Dentro de las estrategias de manejo también es preciso reconocer y, de ser necesario, modificar el significado del dolor. A la par es útil enseñar al enfermo a controlar la respuesta ante el estrés y a desarrollar una actitud positiva para su control. Para ello se requiere una variedad de estrategias que pueden ser pasivas, como la aceptación, el distanciamiento, el humor o el rezo. Durante la evaluación, hay que permanecer alerta para identificar la presencia de estrategias maladaptativas como la negación, la represión o una actitud catastrofista. Otras estrategias activas como la ayuda directa, la información, la educación y los grupos de apoyo pueden brindar un alivio significativo.

Nuestra eficiencia en el control del dolor puede verse afectada de manera adversa por una ausencia de estrategias útiles, por estrategias maladaptativas, un locus de control externo, bajas expectativas o por la presencia de dolor intratable, depresión o deterioro cognoscitivo no reconocidos y también por un estado de salud general gravemente deteriorado. También una pobre red de apoyo constituye un factor limitante con frecuencia significativo.
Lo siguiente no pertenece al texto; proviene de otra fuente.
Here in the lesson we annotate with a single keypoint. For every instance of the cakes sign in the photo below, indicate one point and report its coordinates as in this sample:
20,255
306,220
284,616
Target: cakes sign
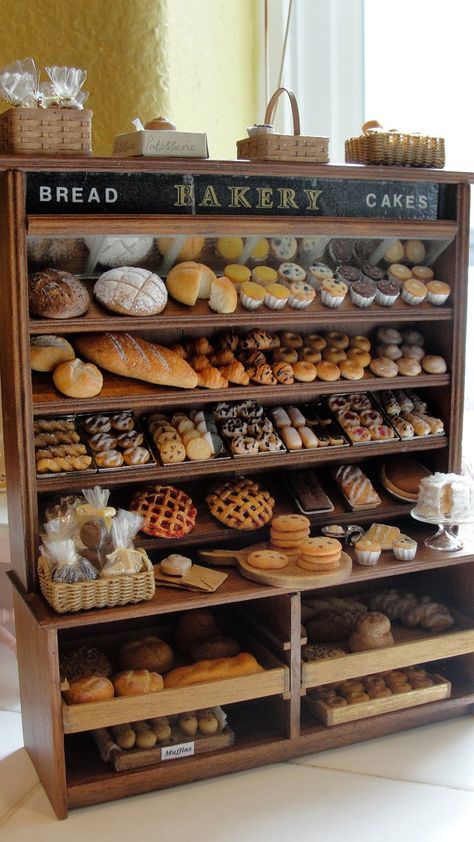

Ciertamente el abordaje es complejo cuando se presta atención a todos los detalles y ello hace necesario un manejo interdisciplinario, ya que si bien el médico está obligado a pensar en todo lo arriba anotado, difícilmente puede resolverlo todo. La participación de especialistas en psicología, enfermería, trabajo social, rehabilitación, terapia ocupacional y aun farmacología clínica mejorará los resultados.

 
Tratamiento farmacológico

Toda intervención de esta índole acarrea tanto riesgos como posibles beneficios. Ambos merecen una cuidadosa consideración. Esto debe quedar claro para el paciente, así como la expectativa de que el tratamiento habrá de beneficiarlo. Sin embargo, debe tenerse presente que es un error crear en la persona falsas expectativas y que espere de inmediato una completa remisión del dolor. El uso de un registro cotidiano es un auxiliar que sirve para poner en evidencia la evolución y la eventual respuesta al tratamiento o sus insuficiencias, así como las probables causas o exacerbantes del dolor. El tratamiento debe ser individualizado de manera cuidadosa. Los ancianos suelen ser más vulnerables a los efectos secundarios y más sensibles a los psicofármacos. Es necesario anticipar estas diferencias, considerarlas al formular la prescripción, sugerir la dosis útil más baja y efectuar incrementos paulatinos. Esto puede tomar de dos a tres días o dos o tres semanas según la vida media del fármaco en cuestión. La combinación del tratamiento farmacológico con medidas no medicamentosas dará el mejor resultado. Si ha de emplearse más de un fármaco, conviene introducir sólo uno a la vez y no agregar un segundo sino hasta haber alcanzado la dosis terapéutica del primero. Las interacciones pueden ocurrir también con otros fármacos prescritos o de venta libre, incluso con productos herbales, por lo cual es pertinente hacer un inventario exhaustivo de todas las sustancias que el paciente pueda estar ingiriendo. En la mayoría de los casos habrá de progresar, como es usual, de no opioides a neuromoduladores y, eventualmente, a opioides.